I was not particularly surprised when my sister related that she had been called to the local elementary school because of some form of misbehavior by her eldest grandson, JaShawn. If it were ever possible to meet a kid who is the polar opposite of me, JaShawn is it. This six year old is loud, energetic, engaging, has a humongous personality, and lives his young life with absolutely no regard for any consequences for his actions; of course, it is this latter quality that concerns me the most as Black males simply can not afford such a trait.
However, when my sister arrived at the school to see what incident occurred with this ‘hard headed little boy’, his teacher, a white female, related that JaShawn had beaten up another child, a white child at that, during recess. Now it is natural to think that the alluded to conflict must have had something to do with race, however, I must remind you that the two combatants were six years old; fortunately, race has not entered into their world. Despite what many want to believe, race is a social construct developed for political reasons and one that we must be socialized to deal with. Put simply, these two children, one black and one white, best friends’ or at worst play pals, were unconcerned with race. Their conflict was of another nature.
My sister related that she was attempting to be simultaneously protective of her grandchild, a posture, despite her fervent denials, that she always assumes, yet respectful of the teacher. The teacher related that the two boys had gotten into a physical altercation and by the time she reached the scene she had to pull JaShawn off of his classmate. However, she made a point to relate that JaShawn had the other boy on the ground, hitting him with a stick, kneeing him in the back, punching him in the head, and calling him the “N-word”. My sister, just looked at her grandchild with utter disappointment; however, she, like the majority of African-Americans, is not very trusting of white educators interpretation of events and asked JaShawn what occurred. He related the following in his unique language that for some reason calls for him to finish his sentences with the word “right”.

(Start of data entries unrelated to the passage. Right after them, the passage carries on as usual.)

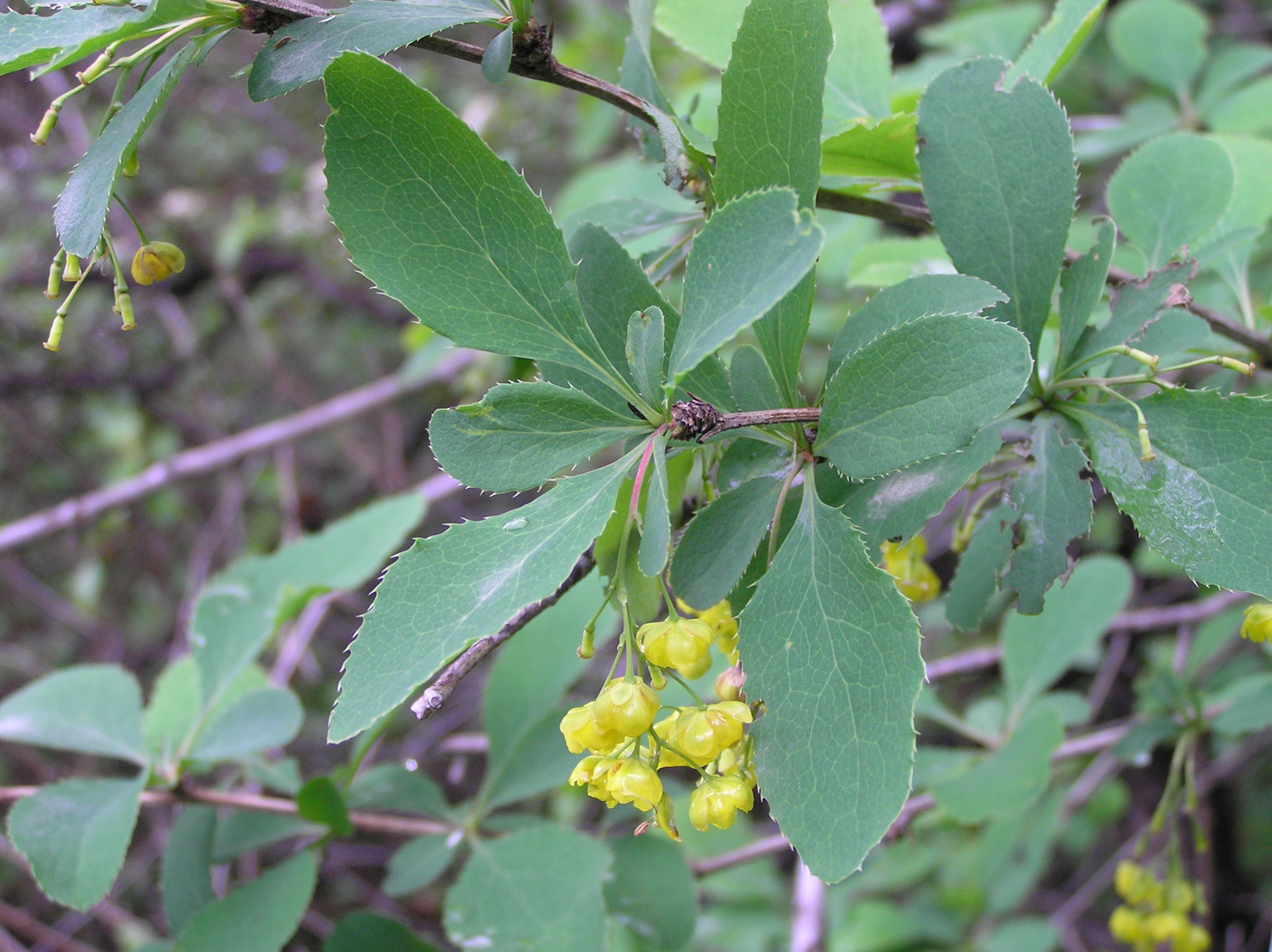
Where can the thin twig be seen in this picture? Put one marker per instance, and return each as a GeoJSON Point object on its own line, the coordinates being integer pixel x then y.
{"type": "Point", "coordinates": [367, 820]}
{"type": "Point", "coordinates": [223, 452]}
{"type": "Point", "coordinates": [435, 695]}
{"type": "Point", "coordinates": [808, 911]}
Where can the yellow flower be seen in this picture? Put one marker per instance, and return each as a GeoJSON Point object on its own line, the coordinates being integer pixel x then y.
{"type": "Point", "coordinates": [1196, 940]}
{"type": "Point", "coordinates": [626, 707]}
{"type": "Point", "coordinates": [156, 261]}
{"type": "Point", "coordinates": [703, 733]}
{"type": "Point", "coordinates": [1127, 926]}
{"type": "Point", "coordinates": [717, 802]}
{"type": "Point", "coordinates": [1257, 625]}
{"type": "Point", "coordinates": [915, 578]}
{"type": "Point", "coordinates": [637, 783]}
{"type": "Point", "coordinates": [582, 731]}
{"type": "Point", "coordinates": [674, 643]}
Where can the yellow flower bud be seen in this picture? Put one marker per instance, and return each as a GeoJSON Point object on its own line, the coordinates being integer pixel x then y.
{"type": "Point", "coordinates": [729, 685]}
{"type": "Point", "coordinates": [703, 733]}
{"type": "Point", "coordinates": [1196, 940]}
{"type": "Point", "coordinates": [692, 672]}
{"type": "Point", "coordinates": [582, 731]}
{"type": "Point", "coordinates": [915, 577]}
{"type": "Point", "coordinates": [665, 817]}
{"type": "Point", "coordinates": [674, 643]}
{"type": "Point", "coordinates": [1164, 927]}
{"type": "Point", "coordinates": [156, 261]}
{"type": "Point", "coordinates": [1257, 625]}
{"type": "Point", "coordinates": [626, 707]}
{"type": "Point", "coordinates": [1127, 926]}
{"type": "Point", "coordinates": [717, 802]}
{"type": "Point", "coordinates": [637, 783]}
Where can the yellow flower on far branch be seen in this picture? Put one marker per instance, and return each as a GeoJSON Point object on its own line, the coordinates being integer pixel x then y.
{"type": "Point", "coordinates": [1257, 625]}
{"type": "Point", "coordinates": [718, 800]}
{"type": "Point", "coordinates": [157, 261]}
{"type": "Point", "coordinates": [915, 577]}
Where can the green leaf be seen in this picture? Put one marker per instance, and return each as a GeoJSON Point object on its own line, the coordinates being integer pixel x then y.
{"type": "Point", "coordinates": [1171, 192]}
{"type": "Point", "coordinates": [90, 708]}
{"type": "Point", "coordinates": [1055, 505]}
{"type": "Point", "coordinates": [751, 381]}
{"type": "Point", "coordinates": [1206, 502]}
{"type": "Point", "coordinates": [1081, 285]}
{"type": "Point", "coordinates": [925, 296]}
{"type": "Point", "coordinates": [919, 390]}
{"type": "Point", "coordinates": [859, 73]}
{"type": "Point", "coordinates": [76, 835]}
{"type": "Point", "coordinates": [1229, 69]}
{"type": "Point", "coordinates": [832, 649]}
{"type": "Point", "coordinates": [1163, 41]}
{"type": "Point", "coordinates": [372, 932]}
{"type": "Point", "coordinates": [439, 222]}
{"type": "Point", "coordinates": [770, 134]}
{"type": "Point", "coordinates": [498, 58]}
{"type": "Point", "coordinates": [82, 206]}
{"type": "Point", "coordinates": [418, 863]}
{"type": "Point", "coordinates": [653, 891]}
{"type": "Point", "coordinates": [394, 787]}
{"type": "Point", "coordinates": [522, 695]}
{"type": "Point", "coordinates": [1000, 182]}
{"type": "Point", "coordinates": [1248, 110]}
{"type": "Point", "coordinates": [1037, 649]}
{"type": "Point", "coordinates": [1010, 779]}
{"type": "Point", "coordinates": [270, 717]}
{"type": "Point", "coordinates": [260, 915]}
{"type": "Point", "coordinates": [186, 872]}
{"type": "Point", "coordinates": [533, 891]}
{"type": "Point", "coordinates": [322, 802]}
{"type": "Point", "coordinates": [1136, 306]}
{"type": "Point", "coordinates": [523, 434]}
{"type": "Point", "coordinates": [748, 257]}
{"type": "Point", "coordinates": [1057, 42]}
{"type": "Point", "coordinates": [645, 353]}
{"type": "Point", "coordinates": [451, 589]}
{"type": "Point", "coordinates": [1249, 706]}
{"type": "Point", "coordinates": [980, 568]}
{"type": "Point", "coordinates": [29, 40]}
{"type": "Point", "coordinates": [703, 27]}
{"type": "Point", "coordinates": [718, 544]}
{"type": "Point", "coordinates": [900, 503]}
{"type": "Point", "coordinates": [611, 285]}
{"type": "Point", "coordinates": [299, 52]}
{"type": "Point", "coordinates": [245, 830]}
{"type": "Point", "coordinates": [878, 149]}
{"type": "Point", "coordinates": [238, 610]}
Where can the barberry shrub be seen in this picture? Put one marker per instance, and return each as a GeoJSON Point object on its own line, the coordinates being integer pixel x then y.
{"type": "Point", "coordinates": [739, 522]}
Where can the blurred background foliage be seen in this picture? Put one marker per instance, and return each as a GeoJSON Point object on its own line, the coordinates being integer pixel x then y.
{"type": "Point", "coordinates": [270, 318]}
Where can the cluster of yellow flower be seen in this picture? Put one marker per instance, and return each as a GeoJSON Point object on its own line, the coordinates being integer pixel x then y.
{"type": "Point", "coordinates": [1155, 911]}
{"type": "Point", "coordinates": [915, 577]}
{"type": "Point", "coordinates": [1257, 624]}
{"type": "Point", "coordinates": [708, 737]}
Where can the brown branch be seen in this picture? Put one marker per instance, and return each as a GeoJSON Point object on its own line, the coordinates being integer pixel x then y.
{"type": "Point", "coordinates": [223, 452]}
{"type": "Point", "coordinates": [27, 924]}
{"type": "Point", "coordinates": [435, 695]}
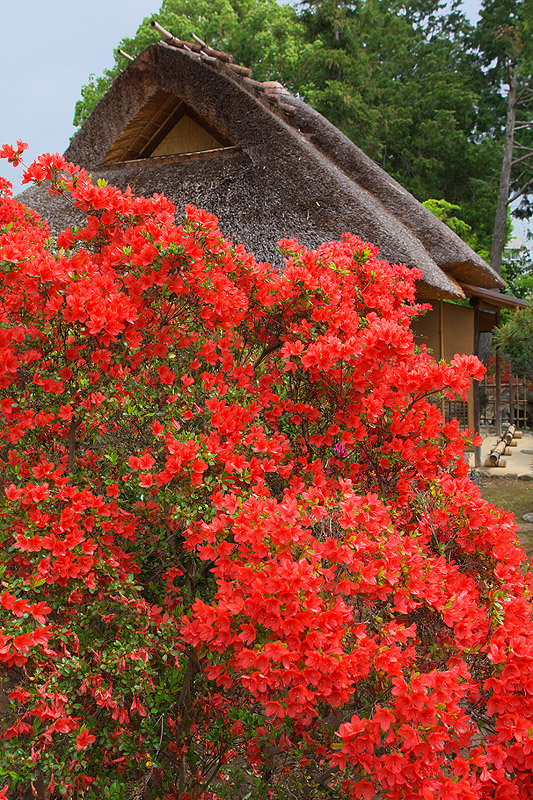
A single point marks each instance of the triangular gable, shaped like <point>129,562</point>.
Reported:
<point>166,126</point>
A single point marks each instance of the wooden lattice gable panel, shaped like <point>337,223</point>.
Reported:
<point>166,126</point>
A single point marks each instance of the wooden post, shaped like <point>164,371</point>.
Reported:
<point>498,236</point>
<point>498,388</point>
<point>475,385</point>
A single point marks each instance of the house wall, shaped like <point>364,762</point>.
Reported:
<point>447,330</point>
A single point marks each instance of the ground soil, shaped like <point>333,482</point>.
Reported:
<point>513,495</point>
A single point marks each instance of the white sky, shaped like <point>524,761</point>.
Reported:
<point>48,49</point>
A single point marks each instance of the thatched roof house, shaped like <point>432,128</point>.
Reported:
<point>184,120</point>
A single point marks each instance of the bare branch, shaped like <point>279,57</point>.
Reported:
<point>516,161</point>
<point>520,192</point>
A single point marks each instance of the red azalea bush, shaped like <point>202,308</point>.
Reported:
<point>241,552</point>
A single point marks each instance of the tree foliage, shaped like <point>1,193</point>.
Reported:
<point>406,81</point>
<point>259,33</point>
<point>241,552</point>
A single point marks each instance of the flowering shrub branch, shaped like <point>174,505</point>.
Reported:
<point>241,553</point>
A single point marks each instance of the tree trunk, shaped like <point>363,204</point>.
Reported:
<point>500,220</point>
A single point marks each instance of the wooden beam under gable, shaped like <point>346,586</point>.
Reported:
<point>166,126</point>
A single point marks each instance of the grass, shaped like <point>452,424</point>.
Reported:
<point>515,496</point>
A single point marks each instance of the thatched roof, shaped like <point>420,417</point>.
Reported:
<point>267,164</point>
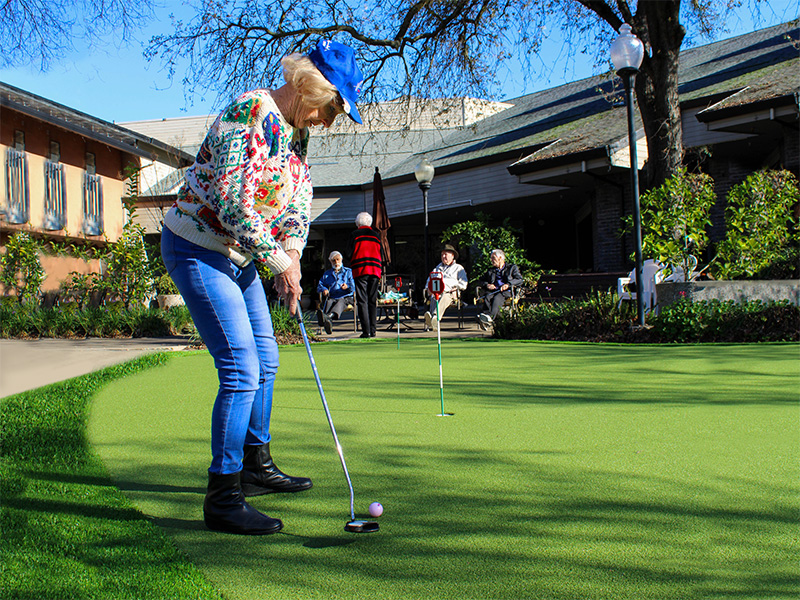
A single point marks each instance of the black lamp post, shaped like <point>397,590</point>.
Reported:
<point>424,174</point>
<point>627,53</point>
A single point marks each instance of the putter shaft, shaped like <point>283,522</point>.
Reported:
<point>325,406</point>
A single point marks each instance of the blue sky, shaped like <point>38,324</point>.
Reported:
<point>117,84</point>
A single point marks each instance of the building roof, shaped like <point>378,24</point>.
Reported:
<point>91,127</point>
<point>532,131</point>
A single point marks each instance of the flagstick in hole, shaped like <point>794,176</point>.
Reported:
<point>436,288</point>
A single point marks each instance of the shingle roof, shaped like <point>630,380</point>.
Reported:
<point>587,114</point>
<point>566,120</point>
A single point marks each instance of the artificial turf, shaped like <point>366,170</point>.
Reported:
<point>568,471</point>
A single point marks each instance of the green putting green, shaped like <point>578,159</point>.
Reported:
<point>567,471</point>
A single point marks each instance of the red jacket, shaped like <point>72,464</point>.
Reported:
<point>365,252</point>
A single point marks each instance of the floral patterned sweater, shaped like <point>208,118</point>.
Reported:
<point>248,193</point>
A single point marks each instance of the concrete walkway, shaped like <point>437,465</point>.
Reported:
<point>29,364</point>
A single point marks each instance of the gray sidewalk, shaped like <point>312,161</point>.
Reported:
<point>29,364</point>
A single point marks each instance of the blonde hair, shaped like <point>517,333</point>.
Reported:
<point>311,85</point>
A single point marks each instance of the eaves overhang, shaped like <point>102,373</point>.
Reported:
<point>106,133</point>
<point>786,104</point>
<point>582,161</point>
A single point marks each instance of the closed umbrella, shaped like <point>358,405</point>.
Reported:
<point>380,220</point>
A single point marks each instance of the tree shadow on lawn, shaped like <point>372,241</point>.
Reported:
<point>570,531</point>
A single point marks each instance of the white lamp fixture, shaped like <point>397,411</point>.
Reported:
<point>424,172</point>
<point>627,51</point>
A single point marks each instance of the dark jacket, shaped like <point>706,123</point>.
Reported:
<point>364,249</point>
<point>508,274</point>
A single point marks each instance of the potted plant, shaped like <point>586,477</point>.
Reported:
<point>168,294</point>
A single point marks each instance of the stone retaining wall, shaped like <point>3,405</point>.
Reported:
<point>739,291</point>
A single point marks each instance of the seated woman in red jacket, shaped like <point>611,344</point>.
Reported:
<point>364,249</point>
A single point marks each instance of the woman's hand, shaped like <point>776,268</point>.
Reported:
<point>288,282</point>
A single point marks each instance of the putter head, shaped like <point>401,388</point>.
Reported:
<point>361,526</point>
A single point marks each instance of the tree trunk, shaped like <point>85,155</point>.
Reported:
<point>657,22</point>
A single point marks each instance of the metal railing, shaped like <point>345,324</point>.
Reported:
<point>55,196</point>
<point>92,204</point>
<point>17,204</point>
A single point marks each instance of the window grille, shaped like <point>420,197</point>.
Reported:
<point>92,204</point>
<point>55,196</point>
<point>17,191</point>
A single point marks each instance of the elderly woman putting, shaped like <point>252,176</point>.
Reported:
<point>247,198</point>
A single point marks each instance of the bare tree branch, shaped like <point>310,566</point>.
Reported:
<point>38,32</point>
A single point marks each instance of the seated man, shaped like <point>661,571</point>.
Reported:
<point>454,279</point>
<point>337,288</point>
<point>497,281</point>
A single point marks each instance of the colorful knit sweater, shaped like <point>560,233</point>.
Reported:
<point>248,193</point>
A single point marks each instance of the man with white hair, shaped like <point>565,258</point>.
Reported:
<point>337,288</point>
<point>497,281</point>
<point>454,280</point>
<point>364,250</point>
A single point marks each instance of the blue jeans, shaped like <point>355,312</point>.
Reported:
<point>230,311</point>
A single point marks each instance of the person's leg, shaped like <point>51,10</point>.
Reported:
<point>445,301</point>
<point>260,474</point>
<point>337,307</point>
<point>209,284</point>
<point>362,301</point>
<point>373,283</point>
<point>267,347</point>
<point>497,303</point>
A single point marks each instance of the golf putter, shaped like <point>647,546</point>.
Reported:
<point>353,525</point>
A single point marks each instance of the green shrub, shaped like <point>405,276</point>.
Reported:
<point>20,267</point>
<point>728,321</point>
<point>675,216</point>
<point>760,228</point>
<point>598,319</point>
<point>480,238</point>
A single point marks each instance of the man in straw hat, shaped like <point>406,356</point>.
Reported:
<point>454,280</point>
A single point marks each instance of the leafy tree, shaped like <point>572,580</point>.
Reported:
<point>41,31</point>
<point>479,237</point>
<point>760,226</point>
<point>674,218</point>
<point>443,48</point>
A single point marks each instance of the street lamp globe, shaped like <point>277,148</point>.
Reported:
<point>627,51</point>
<point>424,172</point>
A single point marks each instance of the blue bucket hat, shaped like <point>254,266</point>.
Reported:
<point>337,63</point>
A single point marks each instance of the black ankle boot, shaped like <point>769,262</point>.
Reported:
<point>225,508</point>
<point>261,476</point>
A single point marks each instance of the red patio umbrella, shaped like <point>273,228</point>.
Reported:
<point>380,220</point>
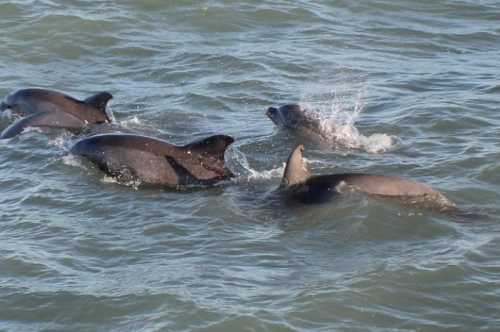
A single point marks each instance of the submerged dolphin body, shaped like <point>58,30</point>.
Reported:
<point>301,186</point>
<point>52,109</point>
<point>149,160</point>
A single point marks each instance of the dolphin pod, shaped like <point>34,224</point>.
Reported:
<point>52,109</point>
<point>149,160</point>
<point>130,157</point>
<point>300,185</point>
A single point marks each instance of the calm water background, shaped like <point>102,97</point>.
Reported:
<point>79,252</point>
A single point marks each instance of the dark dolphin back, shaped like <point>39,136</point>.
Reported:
<point>36,100</point>
<point>156,161</point>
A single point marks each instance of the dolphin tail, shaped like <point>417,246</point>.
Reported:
<point>45,119</point>
<point>296,171</point>
<point>99,101</point>
<point>214,145</point>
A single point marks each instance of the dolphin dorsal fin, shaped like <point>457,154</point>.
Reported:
<point>214,145</point>
<point>99,100</point>
<point>296,171</point>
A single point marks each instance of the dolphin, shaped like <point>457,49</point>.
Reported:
<point>300,185</point>
<point>53,109</point>
<point>300,120</point>
<point>129,157</point>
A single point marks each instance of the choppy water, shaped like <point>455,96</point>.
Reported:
<point>79,252</point>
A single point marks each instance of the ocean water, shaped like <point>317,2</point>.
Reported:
<point>414,86</point>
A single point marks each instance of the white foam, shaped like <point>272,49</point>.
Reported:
<point>132,121</point>
<point>71,160</point>
<point>337,112</point>
<point>265,174</point>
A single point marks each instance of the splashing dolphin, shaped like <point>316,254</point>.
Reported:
<point>135,158</point>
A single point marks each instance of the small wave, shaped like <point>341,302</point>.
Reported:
<point>265,174</point>
<point>132,121</point>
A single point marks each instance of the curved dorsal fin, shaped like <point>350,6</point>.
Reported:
<point>99,100</point>
<point>296,171</point>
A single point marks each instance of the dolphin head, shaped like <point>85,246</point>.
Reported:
<point>287,115</point>
<point>296,171</point>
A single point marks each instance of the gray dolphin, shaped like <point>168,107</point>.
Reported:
<point>300,185</point>
<point>300,120</point>
<point>53,109</point>
<point>149,160</point>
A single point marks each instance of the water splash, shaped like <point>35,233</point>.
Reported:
<point>73,161</point>
<point>337,111</point>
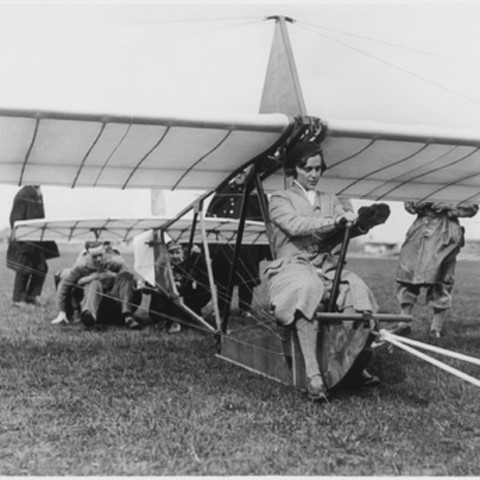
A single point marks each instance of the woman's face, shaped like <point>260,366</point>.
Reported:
<point>309,175</point>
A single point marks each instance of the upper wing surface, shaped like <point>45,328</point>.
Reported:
<point>388,162</point>
<point>80,150</point>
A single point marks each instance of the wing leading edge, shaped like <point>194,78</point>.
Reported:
<point>218,230</point>
<point>80,150</point>
<point>393,162</point>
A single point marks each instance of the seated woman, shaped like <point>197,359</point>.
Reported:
<point>307,225</point>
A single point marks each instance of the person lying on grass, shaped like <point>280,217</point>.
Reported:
<point>101,284</point>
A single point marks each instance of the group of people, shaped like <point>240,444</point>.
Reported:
<point>307,230</point>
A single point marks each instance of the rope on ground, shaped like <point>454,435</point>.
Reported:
<point>400,342</point>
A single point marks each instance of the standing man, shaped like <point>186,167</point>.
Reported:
<point>227,203</point>
<point>29,259</point>
<point>428,258</point>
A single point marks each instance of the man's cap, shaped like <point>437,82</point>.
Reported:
<point>94,248</point>
<point>173,246</point>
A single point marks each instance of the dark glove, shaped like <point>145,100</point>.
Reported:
<point>372,215</point>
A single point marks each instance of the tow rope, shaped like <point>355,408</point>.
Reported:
<point>403,343</point>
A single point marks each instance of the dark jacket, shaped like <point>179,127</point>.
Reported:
<point>28,205</point>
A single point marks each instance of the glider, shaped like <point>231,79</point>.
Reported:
<point>364,160</point>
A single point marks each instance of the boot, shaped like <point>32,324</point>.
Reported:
<point>437,322</point>
<point>307,333</point>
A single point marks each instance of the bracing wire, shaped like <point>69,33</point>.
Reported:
<point>402,343</point>
<point>391,44</point>
<point>397,67</point>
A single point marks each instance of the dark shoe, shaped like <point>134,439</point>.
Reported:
<point>87,319</point>
<point>316,389</point>
<point>366,379</point>
<point>435,333</point>
<point>174,328</point>
<point>131,323</point>
<point>23,305</point>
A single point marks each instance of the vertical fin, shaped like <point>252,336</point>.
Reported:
<point>281,91</point>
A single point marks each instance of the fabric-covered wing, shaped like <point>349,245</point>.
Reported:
<point>387,162</point>
<point>80,150</point>
<point>218,230</point>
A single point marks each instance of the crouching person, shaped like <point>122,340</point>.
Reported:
<point>101,284</point>
<point>307,225</point>
<point>191,283</point>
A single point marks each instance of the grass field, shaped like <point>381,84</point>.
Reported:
<point>119,402</point>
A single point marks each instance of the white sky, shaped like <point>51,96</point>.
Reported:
<point>404,63</point>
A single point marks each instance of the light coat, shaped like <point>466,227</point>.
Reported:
<point>305,240</point>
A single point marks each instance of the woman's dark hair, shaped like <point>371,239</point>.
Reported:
<point>299,155</point>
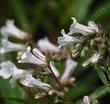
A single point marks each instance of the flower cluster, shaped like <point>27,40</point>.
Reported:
<point>77,42</point>
<point>11,30</point>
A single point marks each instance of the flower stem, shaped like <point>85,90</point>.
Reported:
<point>60,86</point>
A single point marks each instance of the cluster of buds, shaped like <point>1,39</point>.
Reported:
<point>11,30</point>
<point>75,38</point>
<point>78,36</point>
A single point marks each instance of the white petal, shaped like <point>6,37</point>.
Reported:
<point>28,57</point>
<point>69,68</point>
<point>93,26</point>
<point>11,30</point>
<point>95,58</point>
<point>86,100</point>
<point>6,69</point>
<point>62,41</point>
<point>56,72</point>
<point>46,45</point>
<point>79,28</point>
<point>29,81</point>
<point>39,54</point>
<point>18,74</point>
<point>8,46</point>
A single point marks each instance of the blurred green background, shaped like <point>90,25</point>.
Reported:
<point>47,18</point>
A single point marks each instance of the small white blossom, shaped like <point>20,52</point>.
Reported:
<point>11,30</point>
<point>84,30</point>
<point>30,81</point>
<point>86,100</point>
<point>38,54</point>
<point>94,59</point>
<point>69,68</point>
<point>45,44</point>
<point>18,74</point>
<point>28,57</point>
<point>55,71</point>
<point>62,41</point>
<point>8,46</point>
<point>6,69</point>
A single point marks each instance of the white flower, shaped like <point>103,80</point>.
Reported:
<point>86,100</point>
<point>62,41</point>
<point>8,46</point>
<point>84,30</point>
<point>30,81</point>
<point>36,58</point>
<point>18,74</point>
<point>11,30</point>
<point>6,69</point>
<point>94,59</point>
<point>45,44</point>
<point>55,71</point>
<point>69,68</point>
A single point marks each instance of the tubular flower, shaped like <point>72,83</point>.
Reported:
<point>94,59</point>
<point>46,45</point>
<point>84,30</point>
<point>30,81</point>
<point>69,68</point>
<point>86,100</point>
<point>11,30</point>
<point>8,46</point>
<point>62,41</point>
<point>56,72</point>
<point>36,58</point>
<point>6,69</point>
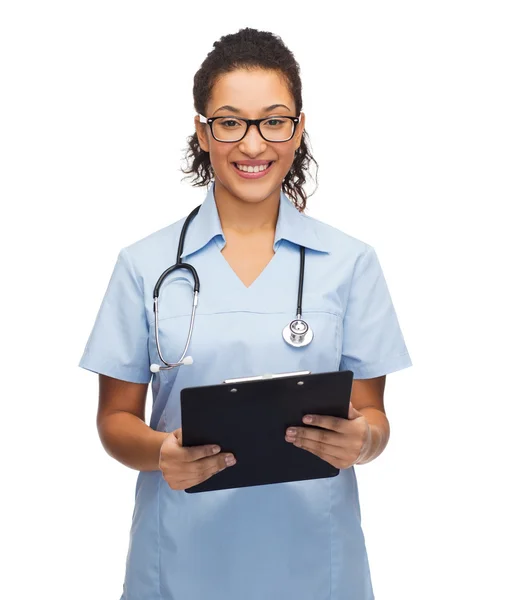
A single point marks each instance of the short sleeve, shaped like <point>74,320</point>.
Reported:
<point>373,343</point>
<point>118,345</point>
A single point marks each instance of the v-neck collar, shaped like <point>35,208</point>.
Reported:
<point>291,225</point>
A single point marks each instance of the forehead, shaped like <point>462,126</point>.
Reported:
<point>250,90</point>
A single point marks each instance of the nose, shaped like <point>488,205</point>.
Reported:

“We were playing cops and robbers in the playground, right. Well, he is white and I am Black so he was the police and I was the robber, right. Well, he couldn’t catch me because I am faster than him, right. So I became the cop and he became the robber, right. Well, I caught him, right. And I was in the process of arresting him and taking him to jail, right. And then the teacher came over there and took me from recess, saying that I was in trouble for fighting! Grandma, I wasn’t even fighting, right.”
As I listened to this story, I could feel a humongous laugh building up deep inside my soul. There was quite possibly no greater means of showing the cavernous cultural gap between the differing lives that Americans live in, worlds that are primarily determined by race, class, cultural exposure, historical knowledge, and education. The teacher had no means of comprehending what my sister related to her regarding the primary catalyst to JaShawn’s behavior. She told the teacher, “That is how he has seen the police act in our community. In his mind, that is how you arrest someone. You knock them down, beat them with something, kick and punch them, and then you take them away.” The incredulous teacher responded with a peculiar “Oh!” After a long pause, she related, “but don’t you think that he needs to learn that such behavior is unacceptable?” My sister, a bourgeoning Civil Rights leader, retorted, “I’ll tell him, if you tell the police.” The educator’s only response was, “JaShawn you can go back to class now.”
James Thomas Jones III, Ph.D., M.A., M.A., M.A.